Consumers can trust what varieties of wine taste like regardless of the store they buy it from, and they could soon have similar expectations for strains of marijuana, say researchers at the University of British Columbia.
Prof. Jorg Bohlmann and a team of researchers have found 30 genes within the cannabis genome that determine the aroma and flavour of the plant.
The findings, published in the journal Plos One, are the first step toward creating flavour standards that can be replicated.
Bohlmann said with the legalization of marijuana on the horizon, there is a real need for standardization of the product when it comes to flavours and the strength of psychoactive compounds.
Right now, he said, although names of strains can somewhat reflect the flavour, consumers can’t be sure what they’re getting.
“This is largely because much of the cannabis industry has been in an illegal space,” said Bohlmann, a professor of forest science and botany. “People have been growing their own different strains wherever, garden sheds or basements.”
He said standards could be created that follow the wine industry, where the types of grapes and effects of climate and terrain on the crop’s flavour produce specific and replicable varieties of wine.

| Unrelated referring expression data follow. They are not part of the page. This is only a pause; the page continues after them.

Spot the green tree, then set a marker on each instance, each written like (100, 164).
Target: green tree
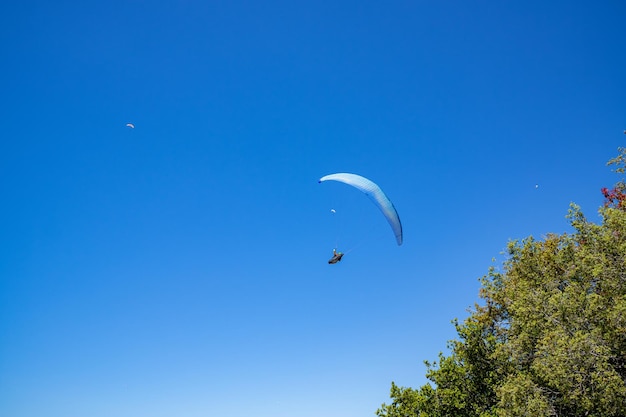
(548, 338)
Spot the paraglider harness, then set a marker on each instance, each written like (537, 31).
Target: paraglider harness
(336, 257)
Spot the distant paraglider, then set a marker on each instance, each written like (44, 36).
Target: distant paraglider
(377, 196)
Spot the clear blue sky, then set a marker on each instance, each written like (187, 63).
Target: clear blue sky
(179, 268)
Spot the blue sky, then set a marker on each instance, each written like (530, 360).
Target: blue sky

Researching chemistry behind the flavours of marijuana hasn’t happened largely because of the legal restrictions. Bohlmann said it isn’t easy for researchers to get approval for work with the drug, but he said he hopes that with legalization, the process will be easier to navigate.
Bohlmann collaborated with researchers at the cannabis testing company Anandia Labs to study the flavour-related genes in cannabis.
The 30 genes they found produce molecular compounds called terpenes that create specific flavours, such as lemon or pine. Terpenes can also be found in other plants and essential oils. Not all 30 genes are active in every cannabis plant, resulting in variations.
Bohlmann likened the genes to musicians in an orchestra.
“Think of all the marvellous music you can create and all the variations you can create with 30 individual musicians that you can individually call up or play all together,” he said.
More research is underway to determine subsets within the 30 genes and compare different strains to figure out how and why they are activated.
“What we know now (is) who are all the players in the symphony orchestra, but we don’t quite know yet what everyone exactly does,” he said. “And now we need to find out who is actually the conductor and how is the conductor working with his orchestra in terms of calling up one of the players and leaving others more in the background.”
Once those details are determined, he said it can inform the varieties and practices plant breeders use in the future.